Mr President, it is very worthwhile and useful advice. I will take it on board. It has come to me: it was the former Prime Minister, Mr Kevin Rudd. He was the cabinet secretary to Wayne Goss. I grew up around the area of Waterford West. There was a proposal for a dam to be built there, called the Wolffdene Dam. It was completely kyboshed by that government. They built houses on that dam site and so we can no longer build that dam. If we had built that dam, the 2011 Brisbane floods might not have been as bad as they were. So we could look at that. Indeed, we could look at the floods more generally, because there were a lot of them. Remember how the former Bligh government merged all those departments
According to the commission of inquiry report into the 2011 floods, there was a complete breakdown of communication between the department of the environment, the department of water and the Premier's department at the time. It was a comedy of errors with, I think, Mr Stephen Robertson as the water minister at the time. They received advice ahead of the floods that there was a potential major La Nina event and nothing was done to help protect the people of Brisbane. That is another thing we can look into.

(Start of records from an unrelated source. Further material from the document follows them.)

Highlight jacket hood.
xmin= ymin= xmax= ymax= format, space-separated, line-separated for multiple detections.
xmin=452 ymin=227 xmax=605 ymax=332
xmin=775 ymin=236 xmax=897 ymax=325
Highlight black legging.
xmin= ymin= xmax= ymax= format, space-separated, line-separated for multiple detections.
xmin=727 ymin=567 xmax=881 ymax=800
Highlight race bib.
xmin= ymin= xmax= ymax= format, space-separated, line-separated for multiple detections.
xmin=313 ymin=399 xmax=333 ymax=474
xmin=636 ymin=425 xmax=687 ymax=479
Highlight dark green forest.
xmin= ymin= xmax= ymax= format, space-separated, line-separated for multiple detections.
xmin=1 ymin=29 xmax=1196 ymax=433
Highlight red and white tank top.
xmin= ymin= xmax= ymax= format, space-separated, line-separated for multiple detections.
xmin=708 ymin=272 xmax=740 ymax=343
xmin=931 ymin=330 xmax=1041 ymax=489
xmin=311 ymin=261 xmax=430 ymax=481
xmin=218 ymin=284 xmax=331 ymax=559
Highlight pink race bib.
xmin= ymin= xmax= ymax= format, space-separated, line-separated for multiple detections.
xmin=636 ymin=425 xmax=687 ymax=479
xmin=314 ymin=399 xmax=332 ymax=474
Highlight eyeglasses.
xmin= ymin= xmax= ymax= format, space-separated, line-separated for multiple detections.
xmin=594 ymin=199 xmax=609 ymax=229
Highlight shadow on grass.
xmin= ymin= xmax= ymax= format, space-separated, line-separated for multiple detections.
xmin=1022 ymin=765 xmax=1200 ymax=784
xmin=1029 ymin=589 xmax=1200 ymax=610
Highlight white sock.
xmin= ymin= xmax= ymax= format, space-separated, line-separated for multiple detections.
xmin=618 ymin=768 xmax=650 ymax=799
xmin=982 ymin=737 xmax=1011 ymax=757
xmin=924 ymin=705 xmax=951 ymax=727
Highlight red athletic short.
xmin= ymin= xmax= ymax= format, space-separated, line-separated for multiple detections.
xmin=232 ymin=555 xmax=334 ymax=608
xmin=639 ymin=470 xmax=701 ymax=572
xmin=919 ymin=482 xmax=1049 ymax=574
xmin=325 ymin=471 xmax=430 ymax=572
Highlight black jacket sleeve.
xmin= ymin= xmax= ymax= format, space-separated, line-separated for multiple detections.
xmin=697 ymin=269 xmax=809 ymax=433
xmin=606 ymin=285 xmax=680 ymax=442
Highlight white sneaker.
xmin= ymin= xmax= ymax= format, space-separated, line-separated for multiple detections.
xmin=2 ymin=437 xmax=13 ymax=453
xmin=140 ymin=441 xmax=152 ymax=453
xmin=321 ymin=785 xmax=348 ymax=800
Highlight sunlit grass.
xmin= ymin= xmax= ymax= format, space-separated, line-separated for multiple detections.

As I mentioned last week, there is a lot more we can look into. There is the former health department official who took off with $16 million of Queensland government funds. He got away with it by explaining to his senior officers that he had this wealth because he was a Tahitian prince. The department of health believed him that he was a Tahitian prince, and it subsequently came to light that he was a fake Tahitian prince and he ran off with $16 million of Queensland government taxpayers' money. I note that, under section 11 of this inquiry, we are to visit a number of towns and centres in Queensland, including Nambour, Ipswich, Mackay, Rockhampton et cetera. One area not on this list that we should go to is Tahiti. Let's go to Tahiti and investigate the royal lineage of the Tahitian family and see if there is any connection to the department of health officials in Queensland. Perhaps, if we go to Tahiti, we will discover that it was a credible story and should cut the former Queensland Labor government a bit more slack.
Unfortunately, only one of our side of politics will get that opportunity to go to Tahiti, because, as was outlined earlier in the debate, there are five members of this committee and only one has been allocated to the coalition. That is only a fifth, despite this side being almost half of the chamber. I would also like to note that, with the establishment of this committee, the chair of this committee will receive an 11 per cent increase on their base salary, which works out to be about $20,000 a year, as per the decision of the Labor Party and the Greens. The committee will determine who the chair is, but it may go to Senator Lazarus. It is very kind of the Senate to provide Senator Lazarus with that increase in his salary, but for what purpose is it? I go back to where I started: why is the Australian taxpayer being asked to pay the chair of this committee an extra $20,000-odd a year? It will provide no benefit for the federal parliament, it will change nobody's life in this country and it is a complete abuse of power.